In the Kazakh Soviet Socialist Republic, the problem with baths was very serious, as evidenced by the order No. 44 of the Semirechye Regional Revolutionary Committee "On providing the population of the Turkestan Republic with baths" issued in April 1921.

In 1926, in the city on Fontannaya Street (now Abai Ave.), a bathhouse was built - No. 1 (Fontannaya St., 54), which had 12 separate rooms (two of them with a bath) and two common bath rooms for 33 people each. In 1933 - bath number 2 (Oktyabrskaya st., 21). In 1935 a bathhouse was built on Gogolevskaya street (Gogol street).

In the 1950s, there were 5 baths with 703 beds in the city.

After the city overcame the population of 1 million people, the norms for the provision of baths were not observed by a factor of two (1.6 versus 3.0 places per 1000 inhabitants).

==Wellness complex==
One of the requirements for the project of the health-improving complex was its architectural uniqueness. This was due to the socialist competition between the Kazakh SSR and the Uzbek SSR. In 1974, a large-scale complex of oriental baths was built in Tashkent.

Built in 1979-1982 under the leadership of a group of architects and designers (V. T. Khvan, M. K. Ospanov, V. Chechelev, K. R. Tulebaev, etc.) on the site of the baths in 1935 on Gogol Street. The "Arasan" complex includes oriental, Russian and Finnish baths, a hydropathic establishment, a shower pavilion, and a children's department. The complex was built in the so-called "Golden Square" of the city.

After the independence of Kazakhstan, the complex continued to be in state ownership, but was completely leased out.

The reconstruction of the entire complex was completed in 2012.
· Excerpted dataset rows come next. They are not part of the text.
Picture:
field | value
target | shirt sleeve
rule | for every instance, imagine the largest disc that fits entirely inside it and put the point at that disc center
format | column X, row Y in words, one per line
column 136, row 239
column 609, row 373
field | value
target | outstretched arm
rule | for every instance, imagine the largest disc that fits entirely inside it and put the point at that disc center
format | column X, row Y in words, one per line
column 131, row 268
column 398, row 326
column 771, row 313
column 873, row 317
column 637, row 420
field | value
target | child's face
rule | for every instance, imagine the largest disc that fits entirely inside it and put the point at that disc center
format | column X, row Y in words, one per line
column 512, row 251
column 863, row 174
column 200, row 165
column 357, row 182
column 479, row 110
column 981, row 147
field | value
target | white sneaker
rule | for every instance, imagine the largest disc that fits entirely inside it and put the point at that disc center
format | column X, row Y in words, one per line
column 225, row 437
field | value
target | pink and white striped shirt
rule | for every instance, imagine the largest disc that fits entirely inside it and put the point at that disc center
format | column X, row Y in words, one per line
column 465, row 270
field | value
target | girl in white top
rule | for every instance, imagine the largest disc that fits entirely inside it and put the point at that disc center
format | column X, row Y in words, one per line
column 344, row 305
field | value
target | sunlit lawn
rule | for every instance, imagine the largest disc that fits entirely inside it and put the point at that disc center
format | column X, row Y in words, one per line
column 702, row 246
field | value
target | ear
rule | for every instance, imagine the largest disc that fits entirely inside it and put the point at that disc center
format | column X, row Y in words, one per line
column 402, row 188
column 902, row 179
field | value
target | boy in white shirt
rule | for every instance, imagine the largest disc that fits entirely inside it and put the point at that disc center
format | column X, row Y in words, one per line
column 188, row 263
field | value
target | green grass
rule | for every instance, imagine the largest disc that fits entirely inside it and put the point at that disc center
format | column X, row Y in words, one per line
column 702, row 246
In 2016, the building of the health complex was reconstructed again. During the restoration work, a major overhaul was carried out. The oriental flavor and uniqueness of the building were not touched during the reconstruction.

==Architecture==
According to the project, it is designed to serve 2,500 people a day. The volume of the construction is about 100,000 m^{3}. A frame building with brick walls, has 5 floors, where technical and functional premises are located. The western building dominating in the spatial composition has a semicircular outline and is crowned with a ribbed dome. Smaller domes cover the bath rooms. The health complex was built taking into account the seismicity of Almaty. It includes 12 pavilions. 6 domes are made of precast concrete. In the interior decoration, valuable species of stone, wood, ceramics, plaster were used. The facade of the building is decorated with granite and marble.

==Monument status==
On January 26, 1984, the health-improving complex was included in the State list of historical and cultural monuments of local importance in Almaty.

On November 10, 2010, a new State List of Historical and Cultural Monuments of Local Significance of the city of Almaty was approved, simultaneously with which all previous decisions on this matter were invalidated. In this Resolution, the status of a local monument of the building of the health complex was preserved. The boundaries of the protected zones were approved in 2014.